Review of Dreams and Realities

By: - Aug 31, 2007

Edwin Dickinson: Painter of Constant Sorrow - Image 1 Edwin Dickinson: Painter of Constant Sorrow

  "In the first place, he is a serious painter. We all say we like serious painting--but do we?"-- Henry McBride, on Edwin Dickinson, The New York Sun, April 5,1941

 Learning to look involves a special kind of disinterestedness that can lead from objectivity to empathy, and ultimately, in an artist of strong sensibility, to a great projection of self. Painters naturally live by seeing; painting is a way of knowing what one feels, what really matters. Edwin Dickinson was the only  American painter of his generation to develop a modern poetic expression by extending the plein air  sketch until he could infuse the depiction of outer reality  with an inner vision.  In everything he did, perception was central to Dickinson's intelligence and sensibility.
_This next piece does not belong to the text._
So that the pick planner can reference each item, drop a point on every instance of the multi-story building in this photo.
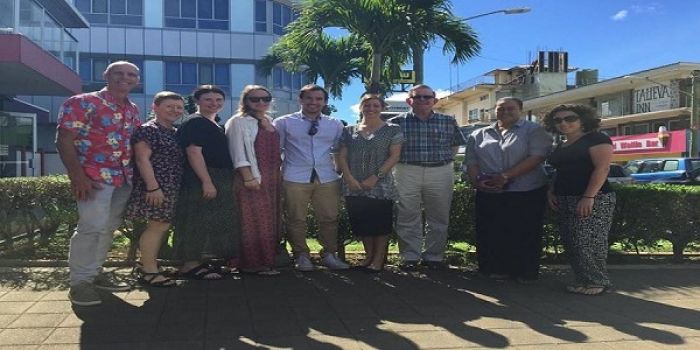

 The traveling retrospective, Edwin Dickinson: Dreams and Realities, is currently at the National Academy of Design in New York, the third stop on a five city tour. Douglas Dreishpoon, the show's curator, is to be applauded for producing both the exhibition and the first substantial monograph to explore the various aspects of Dickinson's life and work. In addition to his fine essay covering the life and career, there is an interpretive essay by Francis V. O'Conner on the symbolical paintings and self-portraits. Both lead writers are indebted to the 1985 dissertation by gallerist, John P. Driscoll,  on the major symbolical paintings. There are a number of appreciations by artists and critics, Helen Dickinson Baldwin, the artist's daughter, contributed an essential chronology and an extensive bibliography. Despite the uneven quality of the color reproductions, and a selection mixed with less than the best work, the book will be essential reading.
  
  Born into an old New England family in 1891, Edwin Dickinson was descended from clergymen; his father was the Reverend Edwin Henry Dickinson and his illustrious uncle, Charles Evans Hughes, was Chief Justice of the U. S. Supreme Court. Dickinson considered following his father into the clergy, but also attempted to enter the Naval Academy and become an officer. Dickinson saw himself as a sailor, and eventually spent  two years, during World War I,  in the Coast Guard.  However, Dickinson's life was not one of a privileged career, rather it was bohemian, eccentric, and poor, spent in the pursuit of art. After studying painting with Charles W. Hawthorne in Provincetown, Mass., he stayed on as a resident from 1913 to 1944. At thirtyseven, he married a painter, Francis Foley, and raised two children.  During the period of his greatest fame and late success, he would move between New York and Wellfleet--where he died in 1976 from Alzheimer's disease.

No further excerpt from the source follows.